Saturday, May 24, 2008

Real Work

On a Nice Saturday

I had two good rides today.

Tucker was first and after a long and low warmup, I asked him to come up onto the bit and do some more serious work. He was a little sluggish at first and wanted to drop down onto his forehand, but some shoulder in got him stepping under better. Then I rolled into the canter and did a few transitions. He lightened up enough for me to practice a series of simple changes first on a figure eight and then on shallow half circles back to the rail. It did not drill him, or overschool because I know he is just coming off nearly three weeks of layoff. Still, I was quite pleased with the fact that he really hasn't lost much of the schooling I was working on before his gravel. It is now just a matter of getting his fitness and strength back up to par.

I rode Chance next and from the first asked him to walk down and round. He was little silly at the start and kept trying to rush off into the trot, but it didn't take long for him to settle into a nice round walk. Only then did I ask for trot and again, he stayed round.

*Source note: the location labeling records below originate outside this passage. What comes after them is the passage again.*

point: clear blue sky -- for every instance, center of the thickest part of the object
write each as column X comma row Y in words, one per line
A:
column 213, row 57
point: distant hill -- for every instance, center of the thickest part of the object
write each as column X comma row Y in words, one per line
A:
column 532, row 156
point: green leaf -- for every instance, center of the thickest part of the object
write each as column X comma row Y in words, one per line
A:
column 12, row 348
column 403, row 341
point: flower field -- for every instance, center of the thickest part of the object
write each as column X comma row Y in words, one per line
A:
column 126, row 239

He still takes a good hold of the right rein, and doesn't step as well to the left rein, but it is always getting better. When I wanted to canter, I simply gave the leg cue and he hopped right off on the correct lead in both directions. As usual, the right lead was a little less coordinated and just before I was going to stop, he fell into the trot, completely disorganized. This time I just pushed him back to canter without worrying if he was settled again. It wasn't pretty, but he took the lead, finished another half circle and then, on my cue, went back to trot. He was tossing his head and fussing with the bit at that point. I'm not totally convinced it is entirely because of a balance issue. Sometimes, I think he just decides he's had enough work and protests by flipping his head around. I gave him a sharp correction which seemed to surprise him, but he did have second thoughts and dropped back down to the bit.

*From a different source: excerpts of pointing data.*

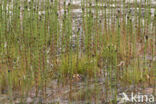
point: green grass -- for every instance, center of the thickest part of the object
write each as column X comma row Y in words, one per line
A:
column 39, row 43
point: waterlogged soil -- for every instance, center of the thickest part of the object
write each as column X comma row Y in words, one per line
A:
column 80, row 90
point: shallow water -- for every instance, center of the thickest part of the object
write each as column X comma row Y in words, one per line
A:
column 60, row 93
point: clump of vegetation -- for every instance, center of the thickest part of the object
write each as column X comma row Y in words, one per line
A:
column 109, row 42
column 72, row 64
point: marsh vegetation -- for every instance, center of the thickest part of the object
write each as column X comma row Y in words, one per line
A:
column 76, row 51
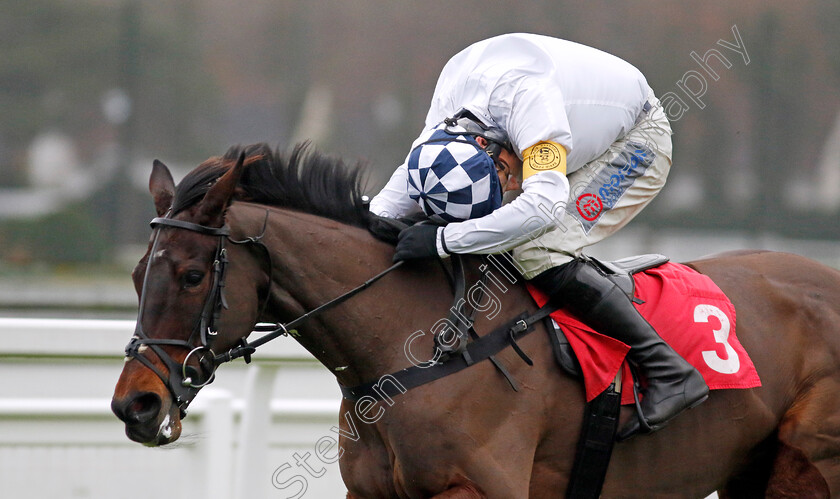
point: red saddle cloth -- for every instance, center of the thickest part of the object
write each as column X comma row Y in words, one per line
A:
column 689, row 312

The left lead was softer, but I do need to work on his bend in that direction. Again, it's a relatively easy fix. At the rate Chance is coming along, I would be likely to be able to compete at Training Level (walk/trot/canter) in mid summer if I wanted to. However, with the rising costs of gasoline and everything else, I doubt I'm going to show too much. It's no big deal to me anymore as a test of my own training, so unless I really feel I need to prove something, I will not likely be in the show ring.

Imagine, with Toby fit, I actually could have three horses to compete if I wanted to. Pretty cool.

1 comment:

  1. Like you Jean, I only "compete" to train the horse, or to get my adrenalin fix cross country :-) It's nice to hear how well your three are going though.